2014-04-25

Pay in arrears will not affect current PSAC members

Earlier this year, Treasury Board announced it would be implementing a “pay in arrears” system for federal government employees as part of their Pay Modernization Initiative.
Public service employees are paid on a “current” basis. They receive their pay on a Wednesday for the 10 day pay period that ends on that same day. As the pay needs to be processed several days in advance, any changes to an individual’s pay in those last few days (such as leaves or acting pay) is not accounted for immediately, but requires pay adjustments in subsequent paycheques.
The pay “in arrears” system means everyone will be paid (on Wednesday) for work that was done in a previous 2 week period.

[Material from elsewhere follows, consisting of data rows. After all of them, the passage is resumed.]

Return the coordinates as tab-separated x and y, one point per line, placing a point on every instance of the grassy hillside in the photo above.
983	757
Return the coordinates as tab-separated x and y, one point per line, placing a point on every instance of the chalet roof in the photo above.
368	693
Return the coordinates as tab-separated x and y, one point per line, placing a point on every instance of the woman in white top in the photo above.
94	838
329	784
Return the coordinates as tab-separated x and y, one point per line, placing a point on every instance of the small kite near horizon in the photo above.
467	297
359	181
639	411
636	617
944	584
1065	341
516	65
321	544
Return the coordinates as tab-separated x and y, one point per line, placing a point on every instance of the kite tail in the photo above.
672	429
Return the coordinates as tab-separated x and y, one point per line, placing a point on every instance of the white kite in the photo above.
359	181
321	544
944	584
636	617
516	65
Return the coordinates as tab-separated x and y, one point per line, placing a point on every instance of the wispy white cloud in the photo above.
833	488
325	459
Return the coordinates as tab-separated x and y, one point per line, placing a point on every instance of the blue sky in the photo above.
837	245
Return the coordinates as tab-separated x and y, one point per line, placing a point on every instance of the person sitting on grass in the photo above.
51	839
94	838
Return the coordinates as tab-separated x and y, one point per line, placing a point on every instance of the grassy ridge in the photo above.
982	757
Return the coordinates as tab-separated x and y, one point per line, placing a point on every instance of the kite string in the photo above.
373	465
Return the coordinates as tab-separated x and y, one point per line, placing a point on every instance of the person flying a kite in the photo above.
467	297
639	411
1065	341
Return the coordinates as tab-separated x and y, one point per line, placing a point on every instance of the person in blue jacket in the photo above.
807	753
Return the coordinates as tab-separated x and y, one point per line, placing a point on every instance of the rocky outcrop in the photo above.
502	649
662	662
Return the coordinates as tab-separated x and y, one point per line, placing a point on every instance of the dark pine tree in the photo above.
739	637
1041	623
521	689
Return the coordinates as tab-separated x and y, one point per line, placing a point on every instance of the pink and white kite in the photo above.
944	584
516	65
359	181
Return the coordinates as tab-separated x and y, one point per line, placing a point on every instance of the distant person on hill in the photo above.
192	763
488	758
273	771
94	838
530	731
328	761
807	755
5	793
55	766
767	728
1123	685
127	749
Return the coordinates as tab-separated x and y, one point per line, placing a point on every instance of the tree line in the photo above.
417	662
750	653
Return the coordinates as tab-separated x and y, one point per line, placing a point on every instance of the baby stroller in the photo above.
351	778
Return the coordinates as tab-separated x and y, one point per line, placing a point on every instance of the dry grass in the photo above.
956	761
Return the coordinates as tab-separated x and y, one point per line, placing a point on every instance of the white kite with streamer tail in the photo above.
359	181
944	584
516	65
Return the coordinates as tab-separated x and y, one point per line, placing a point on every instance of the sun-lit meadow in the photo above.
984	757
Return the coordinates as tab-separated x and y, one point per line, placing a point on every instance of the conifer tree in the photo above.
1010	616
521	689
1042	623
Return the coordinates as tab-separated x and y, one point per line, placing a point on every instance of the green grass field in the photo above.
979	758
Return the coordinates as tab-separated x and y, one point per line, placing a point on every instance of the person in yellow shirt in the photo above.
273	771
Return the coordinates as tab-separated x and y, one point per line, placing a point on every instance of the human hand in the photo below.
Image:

As the work is already done, there will be no need for retroactive adjustments – they will know if you took leave or were acting in a higher position, etc.
The government is aiming change to “pay in arrears” in April 2014. Anyone hired after that will be on the new system and will receive their first paycheque up to 4 weeks after starting.
The prospect of current members having their pay held back, or “clawed back” under this transition alarmed many workers and their unions, and prompted a response from the federal bargaining agents and their members. Federal union members spoke up, and the government listened.
The PSAC and other unions were able to convince Treasury Board to minimize the impact on all current public service workers. These workers will be transitioned to the new system in April 2014 in such a way that they will not lose any pay, or have any pay withheld.
Public Works and Government Services Canada (PWGSC), the department responsible for Pay Modernization, has put together a“Questions and Answers” section on their website explaining in more detail about pay in arrears.